For them, recovery stands for the process by which the patient gains awareness of his deficits, works to improve them, accepts the permanence of the ones which fail to improve beyond a certain point, practices and masters new strategies of thinking and behaving to compensate for those deficits, readjusts personal goals to conform in a realistic manner to objective limitations of function, and learns to find pride and pleasure in achieving the new goals rather than making oneself sulky or angry at persistent failure to achieve pre-injury goals which are now out of reach. With all that said, rehabilitationists strive always to keep hope alive while offering a realistic perspective.
To deprive a TBI person of hope is to doom him to non-recovery. No one can know or predict in advance exactly how far a given patient will move beyond her early deficits. Clinicians have published accounts of near miracles. Robust health, solid education and good attitude before the TBI certainly help as do the presence of loving, supportive and encouraging family or friends.
With regard to the rehabilitation process, for severe, and some cases of moderate brain injury, recovery will begin in the hospital, continue in a post-acute rehabilitation facility and then proceed on an out-patient basis with varying degrees of in-home assistance or follow-up home assessments. Cognitive therapy, occupational therapy, behavioral therapy and vocational rehabilitation with job coaching may be used. Persons with mild brain injury will have an assisted recovery only if a diagnosis is made.
When the diagnosis is made the “assistance” may involve outpatient neuropsychological evaluation and counseling, anti-depressant medication, individual psychotherapy and sometimes family as well, support group meetings and medical care for problems like migraine, double vision, falling, insomnia, etc. Recovery tends to progress most quickly for the physical symptoms, more slowly for the deficits in thinking and slowest for behavioral problems like depression, irritability, lost impulse control, etc.
Rules of thumb on recovery for mild brain injury indicate that many persons recover substantially within the first 3-6 months and most by 12 months. It is often stated little or no recovery can be expected beyond 18-24 months post-injury, and that approximately 10-15% of persons diagnosed with mild brain injury will have permanent problems (the “miserable minority”).
These rules of thumb are statistical generalizations covering a highly diverse population and do not always predict what will happen to any one person. They are also more accurate for the obvious physical and cognitive impairments not the more subtle behavioral ones like changed personality. It has also been proven that some persons with brain injury do benefit positively from various forms of rehabilitation even 7-10 years after their injury.
The duration and completeness of recovery will be affected by many variables including severity of initial injury, age, previous education, previous employment situation, existing psychological strengths or weaknesses, personality type and coping style, alcohol or drug abuse triggered by or exacerbated by the injuries, existence or non-existence of supportive family and friends, denial of deficits caused by organic damage to the brain or due unconscious refusal to acknowledge them, depression, and stress from job loss, debt, marital conflict, disputes over insurance benefits, tort litigation and other difficulties associated with the injuries.

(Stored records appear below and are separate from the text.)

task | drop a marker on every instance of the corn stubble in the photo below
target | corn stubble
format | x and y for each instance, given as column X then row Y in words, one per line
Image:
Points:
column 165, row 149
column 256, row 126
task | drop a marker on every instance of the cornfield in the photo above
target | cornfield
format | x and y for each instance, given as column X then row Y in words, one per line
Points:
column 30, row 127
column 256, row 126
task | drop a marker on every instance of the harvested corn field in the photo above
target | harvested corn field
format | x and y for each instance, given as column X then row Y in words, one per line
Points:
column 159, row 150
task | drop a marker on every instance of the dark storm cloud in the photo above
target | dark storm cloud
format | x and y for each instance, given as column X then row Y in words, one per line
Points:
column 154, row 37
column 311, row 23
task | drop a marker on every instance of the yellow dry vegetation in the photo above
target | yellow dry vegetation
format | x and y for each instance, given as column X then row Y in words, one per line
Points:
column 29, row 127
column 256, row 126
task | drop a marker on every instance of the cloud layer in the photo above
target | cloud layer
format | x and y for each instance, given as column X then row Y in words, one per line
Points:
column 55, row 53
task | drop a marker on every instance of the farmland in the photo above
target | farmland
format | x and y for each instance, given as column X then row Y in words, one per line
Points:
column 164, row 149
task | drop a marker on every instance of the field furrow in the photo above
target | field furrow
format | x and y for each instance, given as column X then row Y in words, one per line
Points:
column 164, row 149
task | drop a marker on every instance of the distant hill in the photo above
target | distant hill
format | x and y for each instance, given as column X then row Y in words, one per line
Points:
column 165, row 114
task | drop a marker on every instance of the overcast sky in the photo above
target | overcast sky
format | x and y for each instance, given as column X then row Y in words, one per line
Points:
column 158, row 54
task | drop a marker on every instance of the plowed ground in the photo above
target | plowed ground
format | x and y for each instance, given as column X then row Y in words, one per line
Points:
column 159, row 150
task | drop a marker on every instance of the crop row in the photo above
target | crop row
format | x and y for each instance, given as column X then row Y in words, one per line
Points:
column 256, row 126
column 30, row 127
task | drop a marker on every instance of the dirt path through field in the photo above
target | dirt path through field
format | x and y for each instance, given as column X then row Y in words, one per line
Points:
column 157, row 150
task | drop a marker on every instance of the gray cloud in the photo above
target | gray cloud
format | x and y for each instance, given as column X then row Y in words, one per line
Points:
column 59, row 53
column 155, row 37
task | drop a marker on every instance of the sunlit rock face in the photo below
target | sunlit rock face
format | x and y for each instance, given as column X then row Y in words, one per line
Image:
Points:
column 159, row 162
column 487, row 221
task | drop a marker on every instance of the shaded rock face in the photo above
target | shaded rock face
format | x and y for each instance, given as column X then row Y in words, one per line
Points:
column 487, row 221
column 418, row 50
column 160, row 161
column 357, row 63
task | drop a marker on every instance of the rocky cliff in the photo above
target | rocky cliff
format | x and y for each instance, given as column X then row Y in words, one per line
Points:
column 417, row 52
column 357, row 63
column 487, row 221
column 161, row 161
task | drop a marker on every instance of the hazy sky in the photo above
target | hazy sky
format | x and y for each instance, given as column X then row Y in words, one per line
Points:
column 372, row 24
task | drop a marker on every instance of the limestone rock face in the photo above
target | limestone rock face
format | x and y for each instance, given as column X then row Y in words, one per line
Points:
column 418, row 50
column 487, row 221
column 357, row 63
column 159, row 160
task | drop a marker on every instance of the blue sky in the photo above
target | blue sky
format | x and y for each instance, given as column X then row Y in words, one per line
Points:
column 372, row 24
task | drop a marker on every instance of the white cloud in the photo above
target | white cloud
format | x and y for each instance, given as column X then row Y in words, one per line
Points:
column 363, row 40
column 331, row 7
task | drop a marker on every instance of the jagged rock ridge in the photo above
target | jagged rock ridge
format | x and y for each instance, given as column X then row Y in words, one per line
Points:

One tragic statistic is that only 1 out of every 20 persons with a TBI receives truly comprehensive and adequate rehabilitation services. This can change only with increased education of the public, and advocacy by TBI organizations directed at government officials, HMO executives and other “gatekeepers” to medical services. One exception is the American Academy of Neurology, which fully grasps the tragedy of insufficient rehab services to persons with a TBI and other persons with chronic neurologic conditions. The AAN is spending its own money to promote patient advocacy efforts.